Investor surveys reveal attitudes and behaviours that could make even simplified forms limited in their effectiveness
It’s hard to argue against the importance of making financial disclosures easily understood, particularly for the average investor and especially for senior clients. But acting according to that principle can be challenging, especially when you take human behaviour into account.
That’s something advisors in the U.S. may soon discover for themselves in light of a new rule from the country’s securities regulator.
“A new Securities and Exchange Commission rule requires brokers and financial advisers to describe their services, fees and conflicts of interest in ‘plain English’ and a maximum of four pages,” said Wall Street Journal columnist Jason Zweig.
In a recent piece, he explained that the new disclosure called Form CRS makes financial information simpler, but is still not good enough. “Investors don’t just need to learn what to ask, but why the answers matter,” he said.
The importance of information disclosed, particularly with reference to fees and conflicts, may not be fully appreciated by U.S. investors at the moment. Citing an online survey conducted by the Rand Corporation in preparation for the Form CS regime, it found that investors reading a draft version of the disclosure typically spent 46 seconds reading about fees and costs. They tended to spend even less time — 22 seconds — reading about conflicts of interest.
“Most investors aren’t stupid or irrational,” Zweig stressed. “We are, instead, what I like to call ‘blazy’: busy and lazy.”
It’s not a trivial point. Assailed by a practically unending barrage of information, but confined with a limited amount of time and attention, we as people are not inclined to “think any harder than we have to.” That means investors tend to take shortcuts or just skip doing their homework.
Zweig referred to another survey conducted by the Investment Company Institute in 2018, in which 22% of households that own mutual funds said that fees and expenses are “not very important” or “not at all important.” A separate survey for the SEC asked investors about six common types of fees; for any given type, roughly a quarter couldn’t say whether they paid it or not, and over 20% maintained that they paid no fees at all.
“And because most of us regard ourselves as ethical and competent, we often fail to understand how widespread and harmful advisers’ conflicts of interest can be,” he continued, alluding to a tendency among investors to trust that their advisors will put their clients’ interests above their own. That, coupled with the human tendency to default to truth, leads many to discount the importance of watching out for and understanding potential conflicts.
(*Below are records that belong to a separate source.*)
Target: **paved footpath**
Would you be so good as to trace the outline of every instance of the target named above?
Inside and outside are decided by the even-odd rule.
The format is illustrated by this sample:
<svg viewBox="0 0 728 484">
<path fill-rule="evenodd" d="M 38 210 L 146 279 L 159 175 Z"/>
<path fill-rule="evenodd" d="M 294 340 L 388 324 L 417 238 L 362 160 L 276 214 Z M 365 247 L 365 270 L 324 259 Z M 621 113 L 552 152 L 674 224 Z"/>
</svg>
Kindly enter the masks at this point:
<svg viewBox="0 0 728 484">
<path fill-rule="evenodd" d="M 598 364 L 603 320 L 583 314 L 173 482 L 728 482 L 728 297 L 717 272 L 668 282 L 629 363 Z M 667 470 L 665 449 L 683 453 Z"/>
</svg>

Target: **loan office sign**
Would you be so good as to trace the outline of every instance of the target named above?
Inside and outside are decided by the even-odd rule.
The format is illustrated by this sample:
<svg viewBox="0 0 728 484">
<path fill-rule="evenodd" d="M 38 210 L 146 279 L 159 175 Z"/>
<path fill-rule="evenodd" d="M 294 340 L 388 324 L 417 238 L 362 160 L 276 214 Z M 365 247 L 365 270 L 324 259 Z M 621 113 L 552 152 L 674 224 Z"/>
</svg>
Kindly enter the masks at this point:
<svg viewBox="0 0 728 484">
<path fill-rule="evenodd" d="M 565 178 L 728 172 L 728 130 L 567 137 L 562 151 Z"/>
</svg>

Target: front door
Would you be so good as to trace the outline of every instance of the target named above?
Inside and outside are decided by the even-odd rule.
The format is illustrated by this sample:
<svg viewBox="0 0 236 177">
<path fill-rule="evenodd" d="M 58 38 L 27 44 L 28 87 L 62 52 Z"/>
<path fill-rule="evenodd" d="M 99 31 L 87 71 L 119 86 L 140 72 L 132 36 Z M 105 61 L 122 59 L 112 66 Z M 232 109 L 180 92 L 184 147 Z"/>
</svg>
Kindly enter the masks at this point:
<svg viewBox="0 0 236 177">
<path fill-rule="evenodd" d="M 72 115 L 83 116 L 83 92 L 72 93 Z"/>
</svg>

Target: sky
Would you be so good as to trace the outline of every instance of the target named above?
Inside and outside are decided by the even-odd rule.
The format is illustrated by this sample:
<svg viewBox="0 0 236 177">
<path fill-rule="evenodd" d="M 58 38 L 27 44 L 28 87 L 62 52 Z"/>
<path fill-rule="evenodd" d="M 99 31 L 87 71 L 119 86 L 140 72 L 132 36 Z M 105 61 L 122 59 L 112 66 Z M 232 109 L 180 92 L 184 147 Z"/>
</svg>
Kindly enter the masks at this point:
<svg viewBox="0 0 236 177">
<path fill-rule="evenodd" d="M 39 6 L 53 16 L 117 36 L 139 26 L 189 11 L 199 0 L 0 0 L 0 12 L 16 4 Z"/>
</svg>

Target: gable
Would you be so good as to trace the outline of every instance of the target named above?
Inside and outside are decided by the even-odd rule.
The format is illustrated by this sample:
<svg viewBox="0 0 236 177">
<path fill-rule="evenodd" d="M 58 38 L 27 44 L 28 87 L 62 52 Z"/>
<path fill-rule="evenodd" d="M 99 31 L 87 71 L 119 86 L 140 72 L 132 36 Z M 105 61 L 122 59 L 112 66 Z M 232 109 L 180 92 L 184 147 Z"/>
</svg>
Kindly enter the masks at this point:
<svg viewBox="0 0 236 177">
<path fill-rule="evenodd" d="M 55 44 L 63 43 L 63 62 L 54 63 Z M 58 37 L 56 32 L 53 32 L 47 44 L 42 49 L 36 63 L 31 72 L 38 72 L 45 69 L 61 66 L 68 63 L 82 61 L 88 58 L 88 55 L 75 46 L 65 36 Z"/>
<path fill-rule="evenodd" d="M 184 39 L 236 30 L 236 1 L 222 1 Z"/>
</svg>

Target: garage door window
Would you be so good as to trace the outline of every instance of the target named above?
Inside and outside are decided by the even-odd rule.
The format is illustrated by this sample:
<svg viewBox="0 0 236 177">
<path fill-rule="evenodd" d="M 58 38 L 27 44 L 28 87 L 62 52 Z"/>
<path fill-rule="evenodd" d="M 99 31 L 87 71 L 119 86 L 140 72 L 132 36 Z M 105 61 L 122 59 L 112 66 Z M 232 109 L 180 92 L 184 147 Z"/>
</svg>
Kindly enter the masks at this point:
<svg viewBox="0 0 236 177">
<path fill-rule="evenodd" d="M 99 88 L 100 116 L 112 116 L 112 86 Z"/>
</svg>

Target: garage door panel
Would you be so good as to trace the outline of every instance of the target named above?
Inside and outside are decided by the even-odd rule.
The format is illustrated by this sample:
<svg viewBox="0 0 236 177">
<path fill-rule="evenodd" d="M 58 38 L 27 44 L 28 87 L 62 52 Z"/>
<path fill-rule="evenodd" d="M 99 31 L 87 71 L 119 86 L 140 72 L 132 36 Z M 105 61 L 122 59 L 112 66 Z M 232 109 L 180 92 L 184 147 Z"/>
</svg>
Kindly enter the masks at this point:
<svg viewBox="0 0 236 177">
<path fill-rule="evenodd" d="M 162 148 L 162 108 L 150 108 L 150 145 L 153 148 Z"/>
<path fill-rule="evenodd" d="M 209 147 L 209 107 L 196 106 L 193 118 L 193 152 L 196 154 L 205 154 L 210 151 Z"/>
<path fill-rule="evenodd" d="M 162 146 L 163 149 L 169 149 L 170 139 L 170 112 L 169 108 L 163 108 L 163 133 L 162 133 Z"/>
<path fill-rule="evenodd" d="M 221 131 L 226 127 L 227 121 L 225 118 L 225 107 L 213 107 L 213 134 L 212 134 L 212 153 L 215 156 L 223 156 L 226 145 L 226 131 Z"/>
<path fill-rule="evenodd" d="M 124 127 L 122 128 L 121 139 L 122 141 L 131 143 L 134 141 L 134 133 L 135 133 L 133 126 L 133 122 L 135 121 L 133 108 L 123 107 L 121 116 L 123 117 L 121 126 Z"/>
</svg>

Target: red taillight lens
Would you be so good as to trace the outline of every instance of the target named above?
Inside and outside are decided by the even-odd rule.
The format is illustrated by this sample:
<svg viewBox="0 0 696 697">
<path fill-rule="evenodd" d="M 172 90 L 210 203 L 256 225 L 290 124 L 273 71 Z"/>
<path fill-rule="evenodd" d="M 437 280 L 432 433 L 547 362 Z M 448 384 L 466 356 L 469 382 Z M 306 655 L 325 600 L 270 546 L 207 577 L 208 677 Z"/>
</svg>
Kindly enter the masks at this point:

The antidote, Zweig said, is for disclosures to consider people’s psychology. They should begin by explaining the importance of fees and expenses, particularly as the cost of financial advice and investors represent “the single most controllable factor in how much [their] money can grow over time.”
The significance of conflicting interests should also be stressed early, he added, proposing a disclaimer that emphasizes how advisors may have financial incentives to put their own interests first, and that “[n]o adviser can avoid all conflicts of interest or claim to be conflict-free.”